Un último aspecto debe ser añadido en el análisis del carácter más o menos
conflictivo de la adolescencia. Se habla frecuentemente de los problemas de los
adolescentes como si sólo en ellos radicaran las fuentes de tensión. Nada más lejos
de la realidad, sin embargo. Bien puede ocurrir, por ejemplo, que los padres de un
sujeto adolescente cualquiera estén atravesando por las crisis de la mitad de la vida
de las que se hablará en el capítulo 24, con lo que ellos mismos están haciendo
frente a conflictos, a redefiniciones de su identidad personal, relacional, profesional,
etc. Estos conflictos que los padres pueden estar atravesando, bien pueden
repercutir en la forma en que se relacionan con sus hijos, en su mayor o menor
disponibilidad y accesibilidad, en su mayor o menor rigidez o flexibilidad. Por otro
lado, puede que el adolescente hipotético del que hablamos esté cursando estudios
secundarios, frecuentemente mal definido, poco motivantes, sin una clara utilidad
para el ejercicio de las profesiones que a nuestro sujeto pueden interesar, etc.

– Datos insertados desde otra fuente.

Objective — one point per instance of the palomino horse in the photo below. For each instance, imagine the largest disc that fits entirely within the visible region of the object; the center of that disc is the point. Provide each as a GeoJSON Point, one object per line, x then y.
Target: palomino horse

Bien puede ocurrir, por tanto, que el adolescente que se enfrenta con
conflictos lo haga en un contexto familiar y extrafamiliar en que los conflictos ajenos
al adolescente -pero que repercuten sobre él- son frecuentes. Padres y profesores
acusan frecuentemente a los adolescentes de no saber lo que quieren. Cierto es que
los adolescentes estarían muchas veces en su derecho si replicaran a padres y
educadores que no saben qué ofrecerles.
4. ¿Continuidad o discontinuidad?
Nos hemos referido a unas teorías que resaltan sobre todo el carácter
problemático de la adolescencia y a otras que, por el contrario, resaltan su carácter
tranquilo y sin sobresaltos. Hay más teorías psicológicas que se refieren a la
adolescencia y que nos interesan ahora en la discusión de hasta qué punto lo que
ocurre en ella es una ruptura o una continuidad con el pasado. Como nuestra lectora
y nuestro lector pueden esperar, disponemos de teorías que resaltan la
discontinuidad y de otras que resaltan la continuidad.

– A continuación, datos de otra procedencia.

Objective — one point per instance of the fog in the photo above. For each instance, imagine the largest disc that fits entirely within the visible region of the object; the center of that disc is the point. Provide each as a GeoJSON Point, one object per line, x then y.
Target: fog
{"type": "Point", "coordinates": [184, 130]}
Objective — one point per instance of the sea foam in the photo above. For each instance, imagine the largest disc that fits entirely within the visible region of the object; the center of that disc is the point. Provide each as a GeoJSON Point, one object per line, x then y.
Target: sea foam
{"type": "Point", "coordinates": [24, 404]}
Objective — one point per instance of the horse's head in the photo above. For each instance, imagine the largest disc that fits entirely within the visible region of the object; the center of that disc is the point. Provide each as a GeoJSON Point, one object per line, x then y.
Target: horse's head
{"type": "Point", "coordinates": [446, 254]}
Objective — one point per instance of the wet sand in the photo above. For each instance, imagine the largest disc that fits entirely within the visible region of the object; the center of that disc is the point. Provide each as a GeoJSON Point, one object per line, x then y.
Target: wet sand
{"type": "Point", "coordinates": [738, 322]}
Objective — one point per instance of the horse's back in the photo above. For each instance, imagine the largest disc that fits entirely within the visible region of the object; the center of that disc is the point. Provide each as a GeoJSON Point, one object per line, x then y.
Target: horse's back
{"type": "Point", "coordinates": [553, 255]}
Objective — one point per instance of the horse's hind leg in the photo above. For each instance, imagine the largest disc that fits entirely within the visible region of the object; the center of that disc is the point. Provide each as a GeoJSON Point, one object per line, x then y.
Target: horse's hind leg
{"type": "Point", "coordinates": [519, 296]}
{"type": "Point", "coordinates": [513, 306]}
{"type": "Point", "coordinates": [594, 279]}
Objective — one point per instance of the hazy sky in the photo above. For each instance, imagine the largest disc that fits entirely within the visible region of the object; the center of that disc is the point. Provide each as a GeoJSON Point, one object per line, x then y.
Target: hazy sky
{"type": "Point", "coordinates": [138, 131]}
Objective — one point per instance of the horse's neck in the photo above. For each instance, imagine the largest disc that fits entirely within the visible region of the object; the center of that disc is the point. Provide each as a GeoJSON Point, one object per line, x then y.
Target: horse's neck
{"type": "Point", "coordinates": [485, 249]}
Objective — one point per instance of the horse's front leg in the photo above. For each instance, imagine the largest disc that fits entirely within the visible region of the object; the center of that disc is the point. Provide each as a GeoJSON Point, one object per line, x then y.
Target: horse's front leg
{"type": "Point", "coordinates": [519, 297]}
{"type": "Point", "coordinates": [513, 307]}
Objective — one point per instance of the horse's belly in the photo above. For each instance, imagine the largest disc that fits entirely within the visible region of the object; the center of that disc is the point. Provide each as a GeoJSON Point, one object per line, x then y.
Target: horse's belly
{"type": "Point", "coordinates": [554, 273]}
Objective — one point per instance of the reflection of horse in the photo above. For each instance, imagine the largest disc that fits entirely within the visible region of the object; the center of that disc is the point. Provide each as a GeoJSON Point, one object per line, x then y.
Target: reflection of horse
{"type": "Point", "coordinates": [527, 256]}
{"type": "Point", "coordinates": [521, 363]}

Entre las primeras, las que resaltan la discontinuidad, podemos citar a todas
las teorías que defienden la existencia de estadios de desarrollo. Por definición,
estadio significa cambio cualitativo, transformación. Así ocurre, por ejemplo, en el
caso de la teoría psicoanalítica a que nos hemos referido un poco más arriba: se
pasa del estadio de latencia al estadio genital, reestructurándose la personalidad
alrededor de los nuevos conflictos, los nuevos intereses y las nuevas relaciones. Otro
tanto ocurre en la teoría de Piaget, de la que se habla en el capítulo siguiente. De
acuerdo con Piaget, la adolescencia marca el acceso al pensamiento formal, una
nueva forma o estilo de pensamiento que se caracteriza por hacer extensiva al
dominio de las ideas, principios y proposiciones abstractas la lógica que el niño ya
había desarrollado para dar razón de los hechos y acontecimientos concretos y
observables. De nuevo, lo que aquí se defiende es una reestructuración de las
capacidades cognitivas del adolescente, reestructuración que, una vez producida,
supone un salto cualitativo -y, por tanto, una cierta discontinuidad-con respecto al
nivel previo de las operaciones concretas que se describió en el capítulo 16.